Em fins de 1980 e por toda a década de 1990, nossas piores inquietações foram colocadas em segundo plano. Saíam da cena internacional a Guerra Fria, a cortina de ferro e o perigo nuclear. A derrubada do muro de Berlim, em novembro de 1989, assinalava o fim de longo, e estéril, debate ideológico. 

A União Soviética se desmilinguia, experiências totalitárias ganhavam sobrevida apenas no trabalho dos historiadores. E despontava como ator econômico global proeminente a China. Tinha início o espetáculo da globalização. No cenário surgia a ‘cortina de bambu’.

No vácuo da luta ideológica, em que, ao fim, não existiram vencedores e sim perdedores em maior ou menor escala e de acordo com o ângulo que se deseje priorizar, se impôs o verdadeiro debate, os poucos ricos e os muitos pobres. 

A estatística incômoda celebrando não o fim da História (Francis Fukuyama) e sim o início de uma Outra História (Shoghi Effendi) e tendo como pano de fundo a constatação que 2/3 da humanidade é vítima de fome e miséria, enfermidades, desemprego e instabilidade política e social. 

Em meio à descoberta de tantos fracassos econômicos, focos de sistêmica corrupção no âmago do sistema econômico capitalista, apresenta-se ante o mundo um outro cenário, mais desolador e aflitivo. É no Irã que percebemos cair sobre o mundo a pesada ‘cortina de hipocrisia’.

À falta de uma contraparte ao conglomerado que reúne Comunidade Europeia, Estados Unidos e América Latina dotou o Irã de visibilidade singular. O país persa, um dos berços da história da humanidade passou a ser encarado como contraponto às mazelas ocidentais e como porta-voz dos condenados da Terra. Nada mais fantasioso e insustentável. 

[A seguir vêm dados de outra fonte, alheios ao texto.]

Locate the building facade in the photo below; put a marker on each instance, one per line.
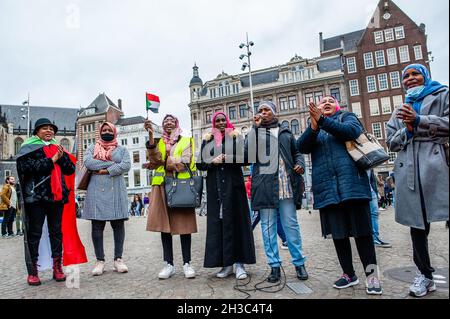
(374, 59)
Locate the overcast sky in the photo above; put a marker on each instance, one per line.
(66, 52)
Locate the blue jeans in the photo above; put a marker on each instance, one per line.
(288, 217)
(374, 214)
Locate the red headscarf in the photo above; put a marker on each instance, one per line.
(103, 150)
(218, 135)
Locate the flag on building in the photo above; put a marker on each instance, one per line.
(152, 102)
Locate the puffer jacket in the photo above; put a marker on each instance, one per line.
(265, 187)
(34, 171)
(335, 177)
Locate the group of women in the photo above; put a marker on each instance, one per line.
(418, 131)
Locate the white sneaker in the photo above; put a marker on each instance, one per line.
(120, 266)
(167, 272)
(99, 268)
(225, 272)
(240, 272)
(189, 272)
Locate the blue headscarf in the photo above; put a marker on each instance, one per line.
(416, 96)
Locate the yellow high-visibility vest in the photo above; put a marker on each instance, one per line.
(160, 172)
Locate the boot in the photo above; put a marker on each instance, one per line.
(33, 278)
(58, 273)
(275, 275)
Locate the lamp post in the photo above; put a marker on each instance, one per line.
(27, 102)
(247, 64)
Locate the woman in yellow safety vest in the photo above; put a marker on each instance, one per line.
(166, 157)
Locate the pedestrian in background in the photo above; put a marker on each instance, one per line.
(341, 190)
(419, 132)
(106, 196)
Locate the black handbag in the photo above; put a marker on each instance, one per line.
(184, 193)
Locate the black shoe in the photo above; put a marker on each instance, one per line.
(301, 272)
(275, 275)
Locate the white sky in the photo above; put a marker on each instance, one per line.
(66, 52)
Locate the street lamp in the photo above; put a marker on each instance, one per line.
(246, 65)
(27, 102)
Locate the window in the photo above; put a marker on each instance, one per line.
(351, 65)
(356, 108)
(292, 102)
(295, 127)
(318, 96)
(389, 35)
(378, 35)
(418, 52)
(283, 104)
(383, 82)
(232, 112)
(371, 84)
(392, 56)
(17, 144)
(379, 58)
(404, 54)
(368, 60)
(208, 117)
(395, 80)
(376, 129)
(392, 157)
(374, 107)
(137, 178)
(354, 87)
(309, 97)
(336, 93)
(136, 157)
(66, 144)
(397, 101)
(386, 107)
(399, 33)
(243, 110)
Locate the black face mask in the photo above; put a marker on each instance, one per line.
(107, 137)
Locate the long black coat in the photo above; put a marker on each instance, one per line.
(228, 240)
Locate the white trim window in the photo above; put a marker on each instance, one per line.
(386, 107)
(395, 80)
(379, 58)
(389, 35)
(368, 60)
(356, 108)
(397, 101)
(383, 82)
(404, 54)
(354, 87)
(392, 56)
(371, 83)
(376, 130)
(374, 107)
(351, 65)
(400, 32)
(379, 38)
(418, 54)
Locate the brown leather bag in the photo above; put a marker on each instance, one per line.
(84, 178)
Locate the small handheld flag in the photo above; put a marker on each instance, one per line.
(152, 102)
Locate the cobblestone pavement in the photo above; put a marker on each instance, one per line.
(143, 255)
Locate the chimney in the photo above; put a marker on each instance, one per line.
(321, 41)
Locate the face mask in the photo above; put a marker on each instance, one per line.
(107, 137)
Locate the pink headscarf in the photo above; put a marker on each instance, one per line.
(102, 149)
(218, 135)
(338, 107)
(171, 138)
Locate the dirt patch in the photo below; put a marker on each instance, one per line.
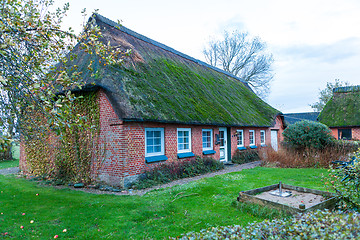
(296, 198)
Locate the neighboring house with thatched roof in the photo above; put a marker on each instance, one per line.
(342, 113)
(162, 105)
(291, 118)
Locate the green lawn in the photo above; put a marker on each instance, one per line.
(12, 163)
(154, 215)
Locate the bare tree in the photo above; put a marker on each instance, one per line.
(326, 94)
(244, 57)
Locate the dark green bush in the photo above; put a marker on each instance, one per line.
(170, 171)
(245, 156)
(312, 225)
(308, 134)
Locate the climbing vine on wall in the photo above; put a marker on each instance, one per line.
(75, 154)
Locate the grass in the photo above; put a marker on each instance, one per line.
(158, 214)
(15, 161)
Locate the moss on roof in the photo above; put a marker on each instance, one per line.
(158, 84)
(343, 109)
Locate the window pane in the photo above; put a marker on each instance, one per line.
(157, 148)
(149, 149)
(150, 134)
(157, 134)
(157, 141)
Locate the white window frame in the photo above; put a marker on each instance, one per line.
(254, 142)
(242, 138)
(162, 142)
(211, 139)
(184, 130)
(262, 142)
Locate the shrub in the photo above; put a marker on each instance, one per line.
(5, 148)
(289, 157)
(312, 225)
(345, 180)
(308, 134)
(170, 171)
(245, 156)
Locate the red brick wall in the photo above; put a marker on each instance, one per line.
(355, 132)
(125, 142)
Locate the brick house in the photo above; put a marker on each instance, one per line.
(342, 113)
(162, 105)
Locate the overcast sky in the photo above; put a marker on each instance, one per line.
(313, 41)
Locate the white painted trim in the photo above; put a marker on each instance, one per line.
(242, 138)
(162, 142)
(252, 144)
(225, 147)
(177, 134)
(261, 142)
(211, 139)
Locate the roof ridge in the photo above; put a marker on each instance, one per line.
(355, 88)
(163, 46)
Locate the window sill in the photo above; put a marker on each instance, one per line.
(185, 155)
(156, 158)
(207, 152)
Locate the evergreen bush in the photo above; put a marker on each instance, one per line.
(344, 178)
(308, 134)
(170, 171)
(245, 156)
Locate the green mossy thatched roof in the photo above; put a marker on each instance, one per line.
(343, 109)
(157, 83)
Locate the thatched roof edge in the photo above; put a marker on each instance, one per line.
(155, 43)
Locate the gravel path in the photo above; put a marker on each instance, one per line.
(6, 171)
(228, 169)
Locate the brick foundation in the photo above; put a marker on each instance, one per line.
(123, 144)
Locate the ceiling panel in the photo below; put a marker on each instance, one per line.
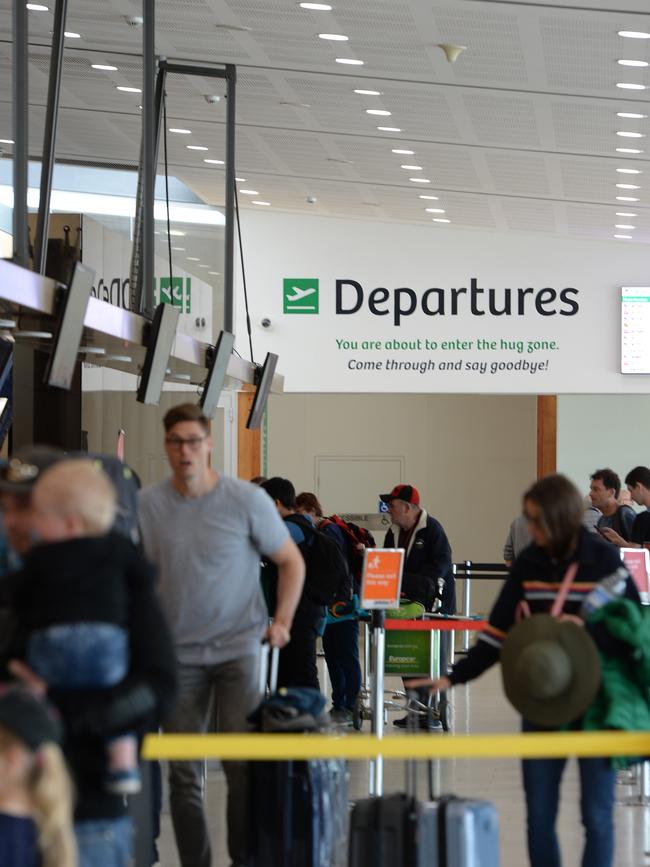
(519, 133)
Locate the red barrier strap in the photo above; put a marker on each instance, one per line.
(442, 625)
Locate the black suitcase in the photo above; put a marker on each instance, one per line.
(298, 810)
(396, 830)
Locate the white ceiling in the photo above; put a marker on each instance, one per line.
(518, 134)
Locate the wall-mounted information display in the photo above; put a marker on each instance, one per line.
(635, 329)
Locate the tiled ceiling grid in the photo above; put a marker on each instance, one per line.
(520, 133)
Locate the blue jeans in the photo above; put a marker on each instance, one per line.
(105, 842)
(341, 646)
(542, 778)
(80, 655)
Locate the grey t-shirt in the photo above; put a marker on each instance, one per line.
(208, 551)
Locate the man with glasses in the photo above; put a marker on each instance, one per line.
(207, 534)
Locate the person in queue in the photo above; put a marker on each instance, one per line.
(207, 534)
(428, 574)
(102, 825)
(554, 511)
(35, 788)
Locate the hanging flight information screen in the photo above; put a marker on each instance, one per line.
(635, 329)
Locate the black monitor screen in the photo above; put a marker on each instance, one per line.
(159, 347)
(61, 366)
(262, 393)
(217, 373)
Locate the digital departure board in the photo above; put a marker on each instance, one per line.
(635, 329)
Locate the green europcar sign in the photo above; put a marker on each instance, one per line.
(300, 295)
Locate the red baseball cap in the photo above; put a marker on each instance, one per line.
(402, 492)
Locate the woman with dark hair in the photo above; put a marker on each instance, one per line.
(561, 549)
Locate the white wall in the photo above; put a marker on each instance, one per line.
(595, 431)
(419, 259)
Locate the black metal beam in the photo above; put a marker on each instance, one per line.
(148, 155)
(229, 240)
(49, 136)
(21, 144)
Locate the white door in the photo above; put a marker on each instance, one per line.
(353, 484)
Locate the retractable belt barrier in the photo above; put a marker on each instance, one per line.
(265, 747)
(469, 571)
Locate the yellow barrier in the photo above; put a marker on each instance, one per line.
(309, 746)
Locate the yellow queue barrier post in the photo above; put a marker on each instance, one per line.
(269, 747)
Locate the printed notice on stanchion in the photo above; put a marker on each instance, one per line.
(381, 579)
(638, 565)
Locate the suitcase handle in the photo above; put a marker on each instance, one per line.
(269, 662)
(411, 764)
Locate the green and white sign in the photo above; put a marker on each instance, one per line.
(300, 295)
(178, 294)
(408, 652)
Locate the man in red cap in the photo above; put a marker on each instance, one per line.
(427, 567)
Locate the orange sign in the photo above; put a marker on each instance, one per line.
(381, 579)
(636, 560)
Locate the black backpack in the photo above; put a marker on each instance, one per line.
(327, 578)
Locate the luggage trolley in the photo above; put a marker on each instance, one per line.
(408, 652)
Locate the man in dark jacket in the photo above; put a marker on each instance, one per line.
(428, 571)
(428, 554)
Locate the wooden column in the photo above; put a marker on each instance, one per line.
(546, 434)
(249, 442)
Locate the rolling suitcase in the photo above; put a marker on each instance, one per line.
(396, 830)
(298, 808)
(469, 833)
(401, 831)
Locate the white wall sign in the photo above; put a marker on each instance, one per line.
(375, 307)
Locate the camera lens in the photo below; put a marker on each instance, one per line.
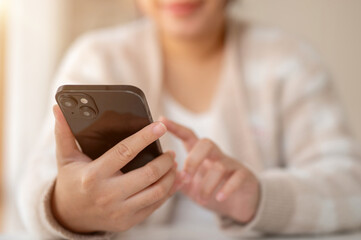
(68, 102)
(87, 112)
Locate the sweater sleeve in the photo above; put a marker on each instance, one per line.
(315, 187)
(82, 64)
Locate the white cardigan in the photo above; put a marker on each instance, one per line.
(276, 113)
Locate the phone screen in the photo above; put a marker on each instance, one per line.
(101, 118)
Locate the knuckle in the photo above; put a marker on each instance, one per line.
(124, 151)
(218, 166)
(207, 142)
(152, 172)
(88, 181)
(241, 175)
(159, 193)
(103, 201)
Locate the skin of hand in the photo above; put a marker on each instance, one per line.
(214, 180)
(92, 196)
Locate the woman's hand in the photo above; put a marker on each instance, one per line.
(95, 196)
(215, 180)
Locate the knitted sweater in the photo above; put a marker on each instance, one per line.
(277, 114)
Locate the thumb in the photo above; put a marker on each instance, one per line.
(65, 142)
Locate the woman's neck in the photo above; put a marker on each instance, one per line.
(200, 48)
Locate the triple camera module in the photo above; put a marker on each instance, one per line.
(79, 105)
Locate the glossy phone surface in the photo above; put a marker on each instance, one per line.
(100, 116)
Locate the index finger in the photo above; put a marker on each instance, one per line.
(125, 151)
(188, 137)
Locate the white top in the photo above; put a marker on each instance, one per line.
(187, 213)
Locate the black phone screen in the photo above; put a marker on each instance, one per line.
(102, 116)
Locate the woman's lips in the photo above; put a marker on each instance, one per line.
(182, 9)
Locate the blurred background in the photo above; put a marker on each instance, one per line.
(34, 35)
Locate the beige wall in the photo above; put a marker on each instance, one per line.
(41, 30)
(333, 27)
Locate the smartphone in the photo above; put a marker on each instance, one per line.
(100, 116)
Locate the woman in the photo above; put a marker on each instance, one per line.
(266, 145)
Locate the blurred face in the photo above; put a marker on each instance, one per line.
(185, 18)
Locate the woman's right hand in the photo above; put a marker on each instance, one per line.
(94, 196)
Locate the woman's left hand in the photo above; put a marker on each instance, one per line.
(215, 180)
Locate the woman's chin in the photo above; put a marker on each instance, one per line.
(187, 30)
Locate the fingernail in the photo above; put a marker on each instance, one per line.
(220, 197)
(159, 128)
(186, 177)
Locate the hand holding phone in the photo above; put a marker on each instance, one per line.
(92, 196)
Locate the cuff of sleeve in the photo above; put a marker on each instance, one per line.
(275, 209)
(56, 229)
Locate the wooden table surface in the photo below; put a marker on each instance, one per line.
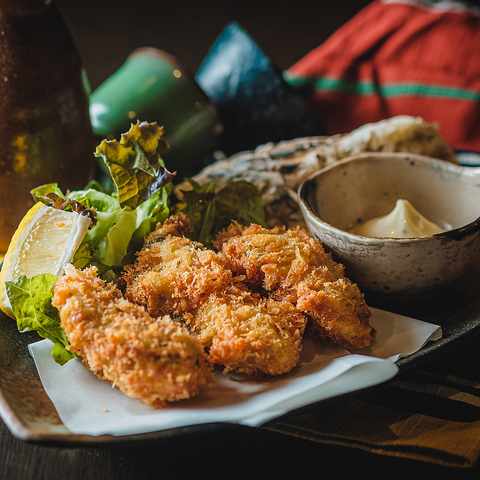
(105, 32)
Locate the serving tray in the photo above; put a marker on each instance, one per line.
(30, 415)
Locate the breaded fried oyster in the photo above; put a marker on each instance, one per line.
(155, 360)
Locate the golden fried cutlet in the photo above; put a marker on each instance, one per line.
(291, 265)
(241, 330)
(154, 360)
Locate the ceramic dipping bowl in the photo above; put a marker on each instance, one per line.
(368, 185)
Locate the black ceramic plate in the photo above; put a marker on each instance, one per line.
(30, 415)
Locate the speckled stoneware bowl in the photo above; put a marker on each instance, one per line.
(367, 186)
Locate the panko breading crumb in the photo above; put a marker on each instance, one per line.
(155, 360)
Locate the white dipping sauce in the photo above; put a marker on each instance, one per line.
(402, 222)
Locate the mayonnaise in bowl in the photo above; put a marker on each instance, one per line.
(404, 221)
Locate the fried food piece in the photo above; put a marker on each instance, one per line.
(291, 265)
(241, 330)
(154, 360)
(249, 334)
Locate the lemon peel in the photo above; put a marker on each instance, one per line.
(44, 242)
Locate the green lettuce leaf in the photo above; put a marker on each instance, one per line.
(210, 211)
(31, 304)
(135, 164)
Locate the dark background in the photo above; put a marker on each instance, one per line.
(106, 31)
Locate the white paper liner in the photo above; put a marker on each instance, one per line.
(87, 405)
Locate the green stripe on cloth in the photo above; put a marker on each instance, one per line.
(365, 88)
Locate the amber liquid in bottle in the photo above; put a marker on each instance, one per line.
(45, 129)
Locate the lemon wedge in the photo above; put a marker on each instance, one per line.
(44, 242)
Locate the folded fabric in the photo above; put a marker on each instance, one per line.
(399, 57)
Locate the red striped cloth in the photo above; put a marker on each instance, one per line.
(399, 58)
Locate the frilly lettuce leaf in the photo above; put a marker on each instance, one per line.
(31, 305)
(210, 211)
(135, 163)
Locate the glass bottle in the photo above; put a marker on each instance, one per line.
(45, 129)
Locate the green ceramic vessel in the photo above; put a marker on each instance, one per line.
(153, 86)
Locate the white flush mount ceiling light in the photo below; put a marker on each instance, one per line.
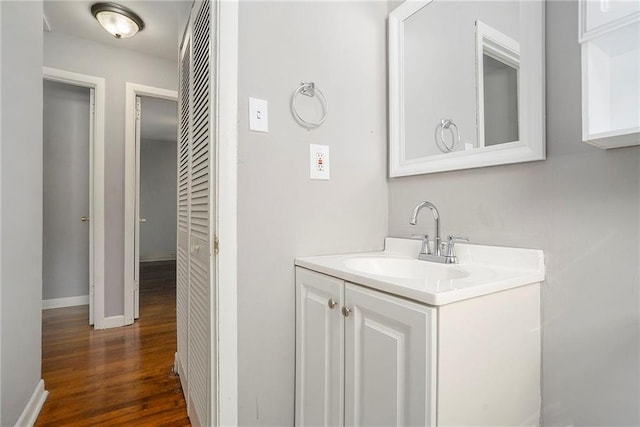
(117, 20)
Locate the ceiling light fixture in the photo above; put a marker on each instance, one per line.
(117, 20)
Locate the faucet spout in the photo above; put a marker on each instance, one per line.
(436, 218)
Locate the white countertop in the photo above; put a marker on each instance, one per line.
(486, 269)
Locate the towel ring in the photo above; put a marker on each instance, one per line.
(441, 142)
(309, 89)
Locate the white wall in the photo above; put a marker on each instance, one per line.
(158, 186)
(65, 264)
(21, 212)
(117, 66)
(582, 207)
(341, 46)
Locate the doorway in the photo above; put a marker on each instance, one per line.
(157, 193)
(65, 202)
(73, 196)
(151, 131)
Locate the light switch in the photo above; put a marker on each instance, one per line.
(258, 115)
(319, 161)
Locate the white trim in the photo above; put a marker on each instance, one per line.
(585, 35)
(32, 410)
(226, 205)
(130, 178)
(65, 302)
(158, 258)
(113, 322)
(97, 221)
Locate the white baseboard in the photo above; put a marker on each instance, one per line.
(154, 258)
(32, 410)
(65, 302)
(111, 322)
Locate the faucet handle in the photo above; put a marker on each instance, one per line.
(451, 240)
(425, 249)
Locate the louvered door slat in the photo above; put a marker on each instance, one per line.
(182, 252)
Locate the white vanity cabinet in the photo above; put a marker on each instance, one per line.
(366, 360)
(365, 357)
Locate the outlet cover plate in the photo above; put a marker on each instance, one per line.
(319, 161)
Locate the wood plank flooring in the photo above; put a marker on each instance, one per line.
(115, 377)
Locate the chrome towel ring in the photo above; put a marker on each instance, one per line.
(441, 142)
(309, 89)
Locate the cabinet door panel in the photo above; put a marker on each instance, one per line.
(389, 360)
(319, 350)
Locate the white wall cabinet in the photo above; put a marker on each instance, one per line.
(609, 33)
(366, 358)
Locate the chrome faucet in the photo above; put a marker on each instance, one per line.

O Irã tem pés, corpo, e cabeça de barro: executa 20 vezes mais pessoas por ano que a China, assume liderança inconteste da barbárie humana ao ser o Estado nacional que mais assassina seres humanos per capita do planeta, são 350 indivíduos para uma população de 78 milhões de habitantes. Com estes números, o Irã supera a China que, com população estimada em 1,5 bilhão, assassina média de 400 indivíduos anualmente.

O Ocidente, ao colocar sobre o Irã apenas o viés nuclear, erra duplamente. Isso porque descerra a hipocrisia internacional que contrapõem mais de duas dúzias de países, nucleares a dezenas de países não nucleares. 

E que falta faz ao mundo o estabelecimento de uma ética global, uma ética em que os reais interesses da espécie humana não continuem sendo pisoteados por não mais que um punhado de nações. E também porque retira dos holofotes a questão que não pode mais calar: os horrores da perseguição religiosa que continua intermitente e oculta sob a espessa cortina... de hipocrisia. 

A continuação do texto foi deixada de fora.